Samsung is carving out a niche in the crowded free streaming landscape with something its hardware rivals can't easily replicate - exclusive K-Pop concerts beamed directly to its TVs. The company announced it's expanding its collaboration with SM Entertainment to bring monthly concert broadcasts to Samsung TV Plus, the ad-supported streaming service baked into every Samsung screen.
The Monthly SM Concert series launches May 30 with NCT WISH's first concert tour, "INTO THE WISH: Our WISH' ENCORE IN SEOUL," streaming live at 7 p.m. local time across five markets. It's a calculated play by Samsung to use its hardware install base - hundreds of millions of TVs globally - to build a content moat that Roku, Amazon's Freevee, and Pluto TV can't match without similar entertainment industry partnerships.
The concerts will stream exclusively on the SMTOWN channel within Samsung TV Plus, available to viewers in Australia, New Zealand, Brazil, Mexico, and South Korea. According to Samsung's announcement, fans can tune in every Saturday at 7 p.m. for encore programming and future monthly streams, creating what the company calls "an easy weekend rhythm" for watching SM performances.
This builds on Samsung's February livestream of SMTOWN LIVE 2025 in Los Angeles, which the company used to test demand for live K-Pop events on its platform. The positive response apparently convinced both Samsung and SM Entertainment that monthly programming made business sense - Samsung gets sticky content that keeps viewers on its platform longer, while SM Entertainment reaches global audiences without the logistics of physical tours.
The strategic importance becomes clearer when you look at Samsung TV Plus's positioning. The service now offers over 4,300 channels globally across 30 countries, all subscription-free and ad-supported. Samsung claims it has 4,000+ hours of Korean content alone, spanning dramas, thrillers, crime series, and music programming. But in the FAST (free ad-supported streaming TV) wars, differentiation is everything.
Roku's channel dominates in the U.S. with broader content and better discovery. Amazon's Freevee has Prime Video's recommendation engine behind it. YouTube's free tier has, well, YouTube's infinite content library. Samsung needed an edge, and exclusive live events from one of K-Pop's biggest labels provides exactly that - appointment viewing that drives habitual platform usage.

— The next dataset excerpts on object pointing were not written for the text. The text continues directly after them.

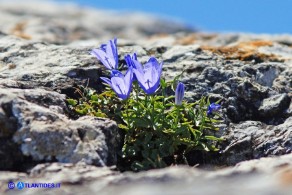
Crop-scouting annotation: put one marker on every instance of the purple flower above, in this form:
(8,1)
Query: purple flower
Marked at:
(132,61)
(213,108)
(107,54)
(149,75)
(179,93)
(119,83)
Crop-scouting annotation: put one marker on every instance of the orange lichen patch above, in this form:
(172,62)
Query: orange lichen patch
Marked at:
(18,30)
(286,176)
(245,51)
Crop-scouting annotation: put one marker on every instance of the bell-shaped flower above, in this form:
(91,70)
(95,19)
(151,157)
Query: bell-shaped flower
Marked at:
(213,108)
(132,61)
(149,76)
(179,93)
(107,54)
(121,84)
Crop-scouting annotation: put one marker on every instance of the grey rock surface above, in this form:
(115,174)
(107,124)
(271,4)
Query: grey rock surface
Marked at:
(258,177)
(27,18)
(41,66)
(36,123)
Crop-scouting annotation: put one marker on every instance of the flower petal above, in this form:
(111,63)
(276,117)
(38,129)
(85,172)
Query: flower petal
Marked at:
(102,56)
(112,54)
(107,80)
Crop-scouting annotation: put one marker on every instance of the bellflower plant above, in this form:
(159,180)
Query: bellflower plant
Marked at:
(119,83)
(159,130)
(107,54)
(148,76)
(179,93)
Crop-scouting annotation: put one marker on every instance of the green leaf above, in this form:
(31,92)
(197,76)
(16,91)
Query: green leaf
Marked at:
(72,102)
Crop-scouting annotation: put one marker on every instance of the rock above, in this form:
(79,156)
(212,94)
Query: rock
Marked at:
(27,19)
(274,106)
(262,176)
(253,140)
(42,65)
(42,125)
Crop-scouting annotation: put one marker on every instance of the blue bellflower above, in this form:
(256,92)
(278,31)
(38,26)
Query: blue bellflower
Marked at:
(132,61)
(213,108)
(119,83)
(107,54)
(179,93)
(148,76)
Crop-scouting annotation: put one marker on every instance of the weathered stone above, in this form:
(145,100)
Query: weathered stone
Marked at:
(262,176)
(44,132)
(274,105)
(251,75)
(77,23)
(253,139)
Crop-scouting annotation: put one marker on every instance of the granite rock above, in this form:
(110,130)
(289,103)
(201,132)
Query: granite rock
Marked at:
(41,66)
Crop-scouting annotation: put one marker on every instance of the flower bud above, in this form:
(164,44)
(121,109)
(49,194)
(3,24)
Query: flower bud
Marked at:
(179,93)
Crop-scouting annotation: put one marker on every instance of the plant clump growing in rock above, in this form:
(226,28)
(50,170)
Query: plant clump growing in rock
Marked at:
(159,129)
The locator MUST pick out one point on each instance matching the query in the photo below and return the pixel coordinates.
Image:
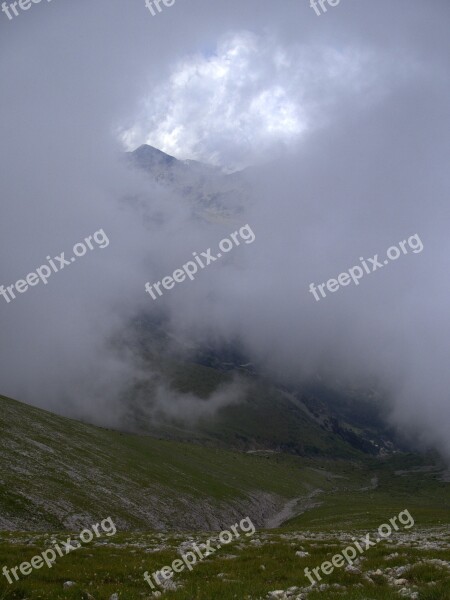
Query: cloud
(343, 119)
(247, 101)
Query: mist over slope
(340, 122)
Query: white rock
(352, 569)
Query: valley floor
(268, 565)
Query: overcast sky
(344, 124)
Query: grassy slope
(52, 468)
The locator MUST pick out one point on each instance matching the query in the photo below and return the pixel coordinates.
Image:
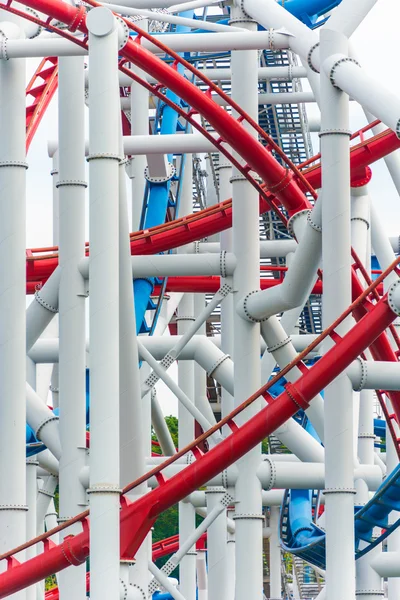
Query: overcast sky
(377, 43)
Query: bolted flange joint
(245, 312)
(394, 297)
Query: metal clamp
(104, 156)
(104, 488)
(397, 130)
(339, 490)
(282, 184)
(360, 219)
(74, 182)
(46, 493)
(3, 47)
(43, 423)
(364, 372)
(296, 396)
(170, 173)
(217, 364)
(37, 16)
(272, 471)
(248, 517)
(45, 304)
(77, 20)
(167, 361)
(249, 316)
(123, 32)
(323, 132)
(280, 344)
(395, 308)
(309, 57)
(14, 163)
(222, 264)
(294, 217)
(313, 224)
(336, 64)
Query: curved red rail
(41, 88)
(138, 517)
(160, 549)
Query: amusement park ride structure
(261, 268)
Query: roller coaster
(196, 227)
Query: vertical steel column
(275, 577)
(104, 137)
(227, 308)
(187, 569)
(246, 335)
(12, 301)
(133, 429)
(54, 381)
(31, 500)
(339, 493)
(139, 126)
(72, 379)
(219, 569)
(368, 582)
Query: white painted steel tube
(219, 569)
(387, 564)
(374, 375)
(42, 308)
(168, 18)
(31, 501)
(139, 113)
(224, 74)
(186, 326)
(12, 301)
(349, 15)
(72, 351)
(160, 427)
(284, 352)
(299, 277)
(271, 14)
(174, 387)
(348, 76)
(248, 507)
(227, 308)
(43, 421)
(165, 582)
(166, 265)
(45, 495)
(104, 304)
(179, 42)
(134, 428)
(381, 246)
(336, 258)
(275, 574)
(272, 99)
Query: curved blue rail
(155, 210)
(300, 536)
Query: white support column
(72, 379)
(275, 577)
(219, 569)
(187, 570)
(139, 126)
(133, 426)
(369, 585)
(246, 335)
(12, 301)
(104, 131)
(227, 308)
(339, 493)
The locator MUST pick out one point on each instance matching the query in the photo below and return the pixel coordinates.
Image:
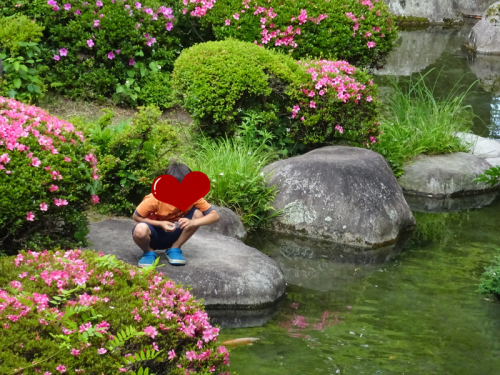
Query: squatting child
(156, 228)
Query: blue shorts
(164, 240)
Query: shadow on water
(418, 313)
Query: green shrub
(234, 167)
(311, 103)
(157, 90)
(490, 177)
(47, 177)
(18, 29)
(490, 280)
(131, 155)
(79, 312)
(334, 29)
(415, 122)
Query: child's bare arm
(166, 225)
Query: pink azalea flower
(60, 202)
(171, 354)
(150, 331)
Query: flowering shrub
(100, 48)
(78, 312)
(47, 176)
(335, 104)
(317, 102)
(359, 31)
(131, 155)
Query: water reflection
(441, 50)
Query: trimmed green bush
(18, 29)
(311, 103)
(48, 176)
(78, 312)
(359, 31)
(130, 155)
(157, 90)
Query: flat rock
(222, 270)
(229, 224)
(485, 35)
(442, 176)
(485, 148)
(339, 194)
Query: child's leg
(187, 233)
(142, 236)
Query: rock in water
(340, 194)
(485, 35)
(443, 176)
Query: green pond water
(418, 313)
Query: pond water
(441, 51)
(419, 313)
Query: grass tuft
(415, 122)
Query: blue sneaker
(174, 257)
(147, 259)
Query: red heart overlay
(194, 186)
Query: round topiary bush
(359, 31)
(78, 312)
(48, 176)
(317, 102)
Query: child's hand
(187, 224)
(167, 226)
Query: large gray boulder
(222, 270)
(229, 224)
(340, 194)
(485, 35)
(442, 176)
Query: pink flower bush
(36, 144)
(173, 324)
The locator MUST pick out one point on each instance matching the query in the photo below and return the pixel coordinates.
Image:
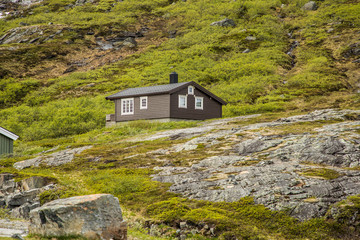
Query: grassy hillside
(40, 100)
(278, 58)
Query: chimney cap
(173, 77)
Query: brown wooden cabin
(174, 101)
(6, 141)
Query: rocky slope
(304, 165)
(304, 172)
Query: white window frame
(131, 101)
(185, 98)
(202, 103)
(141, 99)
(191, 90)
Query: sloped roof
(161, 89)
(8, 134)
(152, 90)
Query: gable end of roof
(8, 134)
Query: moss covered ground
(322, 74)
(105, 169)
(48, 108)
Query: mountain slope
(278, 57)
(251, 177)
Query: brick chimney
(173, 77)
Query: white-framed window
(182, 101)
(127, 106)
(199, 103)
(143, 102)
(191, 90)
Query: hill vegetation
(294, 59)
(278, 59)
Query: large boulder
(34, 182)
(95, 216)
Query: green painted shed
(7, 139)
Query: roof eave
(137, 95)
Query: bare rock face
(95, 216)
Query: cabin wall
(211, 108)
(158, 107)
(6, 145)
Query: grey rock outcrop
(96, 216)
(21, 197)
(130, 42)
(270, 166)
(224, 23)
(10, 228)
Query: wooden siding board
(6, 145)
(211, 108)
(158, 107)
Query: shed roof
(161, 89)
(8, 134)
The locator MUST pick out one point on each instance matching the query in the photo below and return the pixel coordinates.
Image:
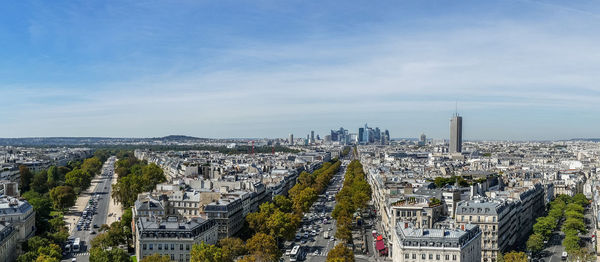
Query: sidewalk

The concerts will integrate with Samsung's SmartThings ecosystem, letting viewers set reminders and adjust connected home devices to create what Samsung calls "a richer viewing environment." It's classic Samsung - using its hardware ecosystem to create experiences that theoretically work better than competitors' software-only approaches. Whether adjusting Phillips Hue lights actually makes a K-Pop concert more enjoyable is debatable, but the integration showcases Samsung's cross-product strategy.
Samsung TV Plus works across the company's entire device lineup, including Galaxy phones, XR headsets, Galaxy Tab tablets, Smart Monitors, and Family Hub refrigerators, plus the 2026 TV series announced at CES spanning Micro LED, Neo QLED, OLED, The Frame, and The Frame Pro models. That reach is Samsung's trump card - every device becomes a potential concert venue.
For SM Entertainment, the partnership offers direct-to-consumer reach in key growth markets. Brazil and Mexico represent huge opportunities for K-Pop expansion, while Australia and New Zealand provide English-speaking markets with growing K-Pop fanbases. Korea, of course, is the home market where SM can test concepts before global rollout.
The monthly format is smart. Weekly would be unsustainable for live concert production. Quarterly wouldn't build viewer habits. Monthly strikes a balance - frequent enough to keep fans checking back, spaced enough to make each event feel special and give SM Entertainment time to rotate through its artist roster.
What's not clear is Samsung's monetization strategy beyond standard ad inventory. Live events typically command premium ad rates, but Samsung hasn't disclosed if it's using dynamic ad insertion, how many ad breaks concerts include, or whether future streams might offer paid upgrades for ad-free viewing or bonus content. Those details matter as FAST services increasingly look for revenue beyond basic banner ads.
Samsung's betting that exclusive K-Pop content can be its differentiation in the FAST wars, using its hardware install base to secure partnerships software-only competitors can't match. If the Monthly SM Concert series drives meaningful engagement, expect Samsung to pursue similar deals with other entertainment labels and live event producers. The real test comes in six months when we see whether these concerts actually keep viewers in Samsung's ecosystem or if they're just nice-to-have features that don't move the needle on daily active users. For now, K-Pop fans with Samsung TVs get front-row seats without the ticket prices.